Juan Antonio Gil sabe, por propia experiencia, que ahora existen menos problemas para que los agentes acudan a pedir ayuda a los primeros síntomas. Pero, a principios de los 90, ir al psiquiatra era un tema tabú. "Muchos compañeros me dijeron después de que José se suicidara que le habían visto muy raro, introvertido, pasota. Yo pienso que esas cosas se intuyen, y más entre amigos de promoción que se conocían desde hacía más de veinte años", recuerda Eva. "El problema es que, además, las autoridades y los superiores se niegan a reconocer este drama". Ella sabe de lo que habla. "A los jefes se les hace el corazón muy duro. El día que fui a recoger la medalla blanca al mérito policial, que le habían concedido a mi marido antes de morir, uno de sus superiores, al que le expliqué mi intención de conseguir el reconocimiento como víctima del terrorismo, me dijo que lo que tenía que hacer era coger a mis hijos y marcharme al pueblo. Pero, mal que le pese a él, yo me he quedado en mi pueblo y luchando por mis hijos".
Desde aquel 14 de enero de 1994, Eva ha movido Roma con Santiago para que se reconozca legalmente a su marido como víctima del terrorismo. "He llamado a decenas de despachos, y de palabra todo el mundo me reconoce esa situación. Pero se resisten a recogerlo en las leyes". A mediados de los 80, en el departamento de Corcuera se comenzó a elaborar un 'Libro blanco' sobre esta cuestión, que acabó en un cajón sin publicarse.

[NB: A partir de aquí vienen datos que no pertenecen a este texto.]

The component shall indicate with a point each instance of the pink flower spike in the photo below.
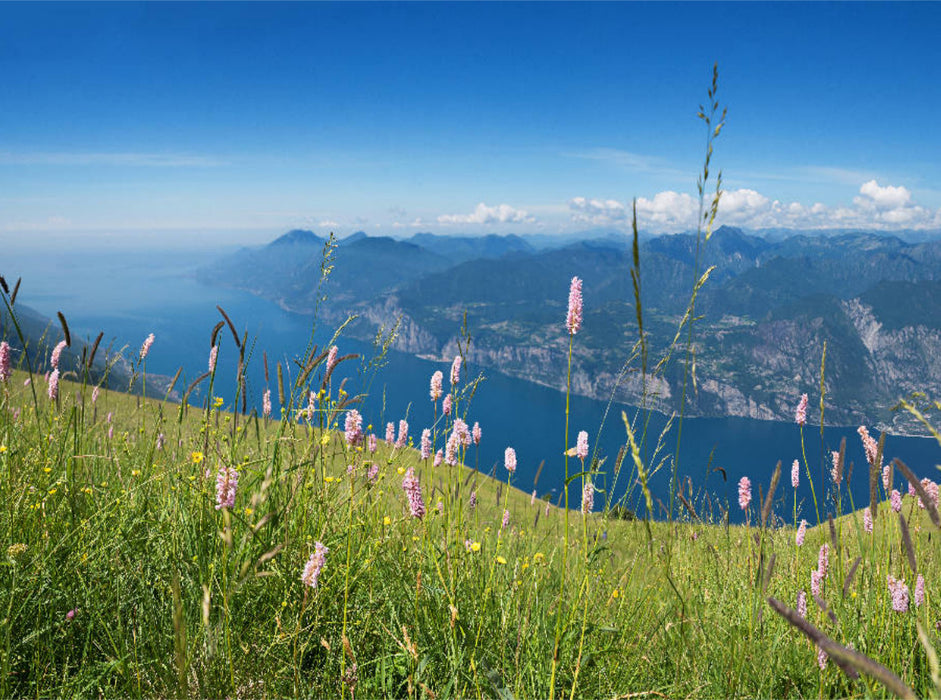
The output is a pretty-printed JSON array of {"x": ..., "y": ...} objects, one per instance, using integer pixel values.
[
  {"x": 412, "y": 489},
  {"x": 588, "y": 497},
  {"x": 573, "y": 319},
  {"x": 436, "y": 380},
  {"x": 919, "y": 591},
  {"x": 800, "y": 416},
  {"x": 56, "y": 353},
  {"x": 353, "y": 428},
  {"x": 744, "y": 492},
  {"x": 899, "y": 592},
  {"x": 581, "y": 446},
  {"x": 145, "y": 347},
  {"x": 227, "y": 481},
  {"x": 53, "y": 389},
  {"x": 509, "y": 459},
  {"x": 896, "y": 500},
  {"x": 6, "y": 366},
  {"x": 315, "y": 565}
]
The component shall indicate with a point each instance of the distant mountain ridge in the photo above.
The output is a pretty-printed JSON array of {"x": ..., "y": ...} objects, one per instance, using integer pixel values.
[{"x": 768, "y": 308}]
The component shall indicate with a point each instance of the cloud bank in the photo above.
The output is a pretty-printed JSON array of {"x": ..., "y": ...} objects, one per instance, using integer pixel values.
[{"x": 875, "y": 207}]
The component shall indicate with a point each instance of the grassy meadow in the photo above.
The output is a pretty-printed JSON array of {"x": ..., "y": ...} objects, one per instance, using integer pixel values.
[{"x": 195, "y": 549}]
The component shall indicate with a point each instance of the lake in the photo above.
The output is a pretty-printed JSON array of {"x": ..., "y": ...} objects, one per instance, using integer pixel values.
[{"x": 131, "y": 294}]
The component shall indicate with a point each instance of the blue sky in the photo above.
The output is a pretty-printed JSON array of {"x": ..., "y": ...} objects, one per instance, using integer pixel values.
[{"x": 238, "y": 121}]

Ahora Eva, que pertenece al Colectivo de Víctimas del País Vasco (COVITE), dedica todos sus esfuerzos a conseguir que se incluya a los afectados por el 'síndrome del Norte' —unos 15.000, según cálculos internos de las asociaciones de Policía y Guardia Civil— en la futura ley de víctimas del terrorismo. Ella, que se considera una 'mosca cojonera' en este asunto, no decae en su esfuerzo diario. "Cada vez que hay un relevo en la cúpula policial pido audiencia para ponerles al corriente del caso y que no se escuden en el desconocimiento. Sólo hay una puerta a la que no he llamado: la del presidente Zapatero. No sé cómo hacerle llegar mi historia de manera directa". La invitación está hecha.
"Necesito seguir mi vida y plantearme nuevos objetivos —reconoce Eva Pato, que prefiere ocultar su rostro ante la cámara fotográfica, porque aún tiene miedo al rechazo de alguien en su ciudad, o a que señalen a sus hijos—. A veces, cuando paseo con alguna amiga por San Sebastián, le comentó medio en broma, que yo aún sigo en la treintena, que de esa edad no me he movido. Y, mirándolo fríamente, es cierto. Han pasado quince años, pero en muchas cosas me he estancado en aquella noche en la que ocurrió todo. Pero sé también que algún día avanzaré todo de golpe. Creo que me lo merezco".